Ancestry has the largest database of the five testing companies, and I admit that it is my favourite. I check Ancestry for DNA matches twice per week, but check the others once per week or less. The site layout is also best in class, with notes, groups, etc. being visible from the main match screen, without having to scroll to the bottom of the page or change pages, in order to see the details. In 2020 Ancestry updated their messaging service and they now show when messages are read by the recipient, but most of my sent messages immediately show as read (even in the middle of the night), making this feature somewhat suspect. My wish from Ancestry is to get some form of triangulation of DNA matches, even if they are not willing to provide more detail than simply telling me that a match and I do or don’t share the same segments of DNA with those on our shared match list.
In 2020 23andMe started moving to a subscription model rather than the previous one-time fee model, and in the process reduced the number of DNA matches that I can see. I could see more matches if I paid to upgrade to the latest test version, paid an on-going subscription fee, but only if I live in the USA. As an international customer who tested several years ago I am out of luck. My wish for 23andMe is that they treat genealogists as critical to their success and not just a cash cow, and perhaps provide the option to include or exclude the X-chromosome in shared cM calculations .

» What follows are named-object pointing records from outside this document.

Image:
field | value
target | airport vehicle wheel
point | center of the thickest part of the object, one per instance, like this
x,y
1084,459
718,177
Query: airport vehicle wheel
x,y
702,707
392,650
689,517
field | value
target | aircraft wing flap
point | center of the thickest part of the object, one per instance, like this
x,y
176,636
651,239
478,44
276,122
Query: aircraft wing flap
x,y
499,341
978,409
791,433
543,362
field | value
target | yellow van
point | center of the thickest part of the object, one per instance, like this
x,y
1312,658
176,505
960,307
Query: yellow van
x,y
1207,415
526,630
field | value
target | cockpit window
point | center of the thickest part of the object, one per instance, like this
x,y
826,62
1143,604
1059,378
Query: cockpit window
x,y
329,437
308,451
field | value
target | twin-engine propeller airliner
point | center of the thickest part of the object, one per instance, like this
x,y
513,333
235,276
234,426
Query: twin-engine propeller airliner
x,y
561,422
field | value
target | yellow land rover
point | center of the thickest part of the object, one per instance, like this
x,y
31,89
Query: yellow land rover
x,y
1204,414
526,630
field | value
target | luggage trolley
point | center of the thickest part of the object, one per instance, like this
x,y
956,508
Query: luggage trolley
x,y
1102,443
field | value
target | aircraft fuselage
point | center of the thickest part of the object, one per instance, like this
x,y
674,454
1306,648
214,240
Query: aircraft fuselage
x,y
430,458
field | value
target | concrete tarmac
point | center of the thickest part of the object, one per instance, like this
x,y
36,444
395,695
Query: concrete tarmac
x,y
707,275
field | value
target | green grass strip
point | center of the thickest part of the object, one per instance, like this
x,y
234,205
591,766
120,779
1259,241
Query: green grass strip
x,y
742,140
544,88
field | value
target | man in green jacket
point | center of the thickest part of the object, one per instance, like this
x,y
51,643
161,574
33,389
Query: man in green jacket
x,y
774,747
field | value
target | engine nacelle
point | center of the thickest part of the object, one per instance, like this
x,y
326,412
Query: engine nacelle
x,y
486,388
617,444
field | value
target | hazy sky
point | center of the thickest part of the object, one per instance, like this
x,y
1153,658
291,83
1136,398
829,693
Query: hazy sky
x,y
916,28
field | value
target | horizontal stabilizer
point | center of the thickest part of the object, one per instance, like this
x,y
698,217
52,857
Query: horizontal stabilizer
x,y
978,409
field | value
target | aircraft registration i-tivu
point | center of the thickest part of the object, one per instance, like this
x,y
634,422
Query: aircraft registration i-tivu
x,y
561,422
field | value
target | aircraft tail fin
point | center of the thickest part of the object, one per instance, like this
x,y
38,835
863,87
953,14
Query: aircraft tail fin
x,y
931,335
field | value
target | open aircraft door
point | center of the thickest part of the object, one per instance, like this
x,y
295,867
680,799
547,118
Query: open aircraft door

MyHeritage was a late entry to the DNA testing field and they have come a long way in a few short years. They have much more international appeal than Ancestry and 23andMe (which are very North American-centric). But the DNA portion of their site needs a major update to make it more user friendly. It would also be great if they facilitated sorting DNA matches into groups (Ancestry provides viewed / unviewed, favourites, and 24 more user-assignable groups), and if they told me when message recipients read my messages.
FamilyTreeDNA is the only one of the five testing companies to offer Y and mitochondrial DNA tests, which is a huge bonus, and they facilitate surname and other DNA projects through the site. Kudos for that. They also provide great tools for analysing shared DNA, so why is their database so small? There is already a strong bond between MyHeritage and FamilyTreeDNA (MyHeritage uses their lab to process DNA samples), so my wish is that the two companies become one, to make them a major player in the industry. If that cannot happen, then a revamp of the user interface, and some new features would be useful.
I originally had high hopes for Living DNA. As a British company I expected that Brits would flock to the site and provide me with lots of meaningful DNA matches. But after two years of promises, with no substance, I have basically given up on them, and rarely visit the site. My wish for 2021 is that Living DNA either, provide something for genealogists beyond a list of DNA matches, or graciously exit the market.